Apple CEO Tim Cook delivers commencement speech for Tulane’s Class of 2019

Campbell Lutz, Senior Staff Reporter

Few life events are as consequential or memorable as a college graduation. Each year, Tulane hosts graduation in New Orleans’ massive Mercedes-Benz Superdome and puts on a ceremony meant to match the significance of the event. Complete with fireworks and New Orleans-style jazz music, this year’s May 18 ceremony honored Tulane’s Class of 2019 graduates.

For some students, the highlight of the day was Apple CEO Tim Cook’s keynote address. The speech received widespread attention, and a variety of news outlets including CNBC and The New Orleans Advocate reported on it.

Tim Cook
Courtesy of Tulane University

Before Cook took the stage, President Michael Fitts came to the podium and gave a brief introduction. Fitts jokingly lamented that Cook, a native of the Alabama coast, chose to attend nearby Auburn University instead of Tulane.

“Tim, let me just say, we still want you,” Fitts said. “In fact, we want you so badly we’re giving you a degree today.”

In addition to Cook, U.S. Rep. John Lewis, New York Times Executive Editor Dean Baquet and actress Blythe Danner received honorary doctorates.

After giving Cook an open invitation to drop in on any Tulane class he wants in the future, Fitts went on to praise Cook’s achievements as CEO of Apple and welcomed him to the podium to loud applause from the crowd.

Cook started off his long-anticipated speech by giving a shoutout to the volunteers who helped set up and the bartenders at The Boot Bar and Grill. He also gave a shoutout to the city of New Orleans. In his days as an Auburn undergraduate, Cook said, he and his friends would make frequent trips to the Big Easy, drawn by the city’s “beignets and beers.”

But his praise for New Orleans went beyond the local cuisine and nightlife.

You’ve been fortunate to live, learn, and grow in a city where human currents blend into something magical and unexpected, where unmatched beauty — natural beauty, literary beauty, musical beauty, cultural beauty — seems to spring unexpectedly from the bayou,” Cook said. 

Tim Cook
Courtesy of Tulane University

The disaster-prone city’s unlikely position on the edge of the bayou is, according to Cook, a testament to the importance of working hard and putting forth an effort in the face of adversity.

He challenged students to question the status quo. Just as Cook accepted a leadership position at Apple in the 1990s at a time when the company was on the verge of bankruptcy and the industry’s future was uncertain, he told students to seek out society’s greatest problems. That, he said, is where professional achievement is to be found.

“Whatever you do, don’t make the mistake of being too cautious,” Cook said. “Don’t assume that by staying put, the ground won’t move beneath your feet. The status quo simply won’t last.”

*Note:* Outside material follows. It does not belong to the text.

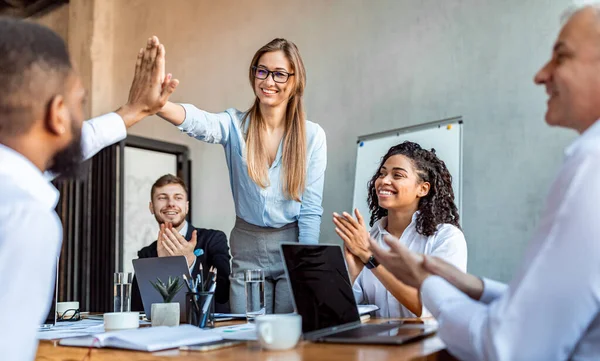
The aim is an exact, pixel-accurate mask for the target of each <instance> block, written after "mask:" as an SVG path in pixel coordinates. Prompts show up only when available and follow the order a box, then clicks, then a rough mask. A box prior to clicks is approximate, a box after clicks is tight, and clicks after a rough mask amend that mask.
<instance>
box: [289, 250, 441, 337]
mask: <svg viewBox="0 0 600 361" xmlns="http://www.w3.org/2000/svg"><path fill="white" fill-rule="evenodd" d="M281 255H282V258H283V260H284V264H285V271H286V275H287V277H288V280H289V283H290V288H291V289H292V295H293V299H294V307H295V309H296V312H297V313H298V314H300V315H301V316H302V333H303V335H304V338H305V339H306V340H309V341H315V342H331V343H362V344H393V345H399V344H403V343H406V342H409V341H415V340H418V339H421V338H424V337H427V336H429V335H432V334H434V333H435V331H436V326H435V325H426V324H415V323H403V322H401V321H390V322H388V323H384V324H362V323H361V322H360V316H359V314H358V308H357V305H356V301H355V299H354V294H353V292H352V285H351V284H350V278H349V276H348V269H347V268H346V262H345V260H344V255H343V253H342V249H341V247H340V246H338V245H304V244H298V243H293V244H291V243H290V244H288V243H282V244H281Z"/></svg>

The crowd cheered when Cook mentioned the challenge presented by climate change as an example of the need to innovate. He cited the people in Louisiana whose homes and livelihoods are threatened by rising sea levels. Empathy, according to Cook, is the best way to break down the political lines that divide society and improve the world.

Cook ended his speech on a note of hope.

“Call upon your grit,” Cook said. “Try something. You may succeed. You may fail. But make it your life’s work to remake the world, because there is nothing more beautiful or worthwhile than working to leave something better for humanity.”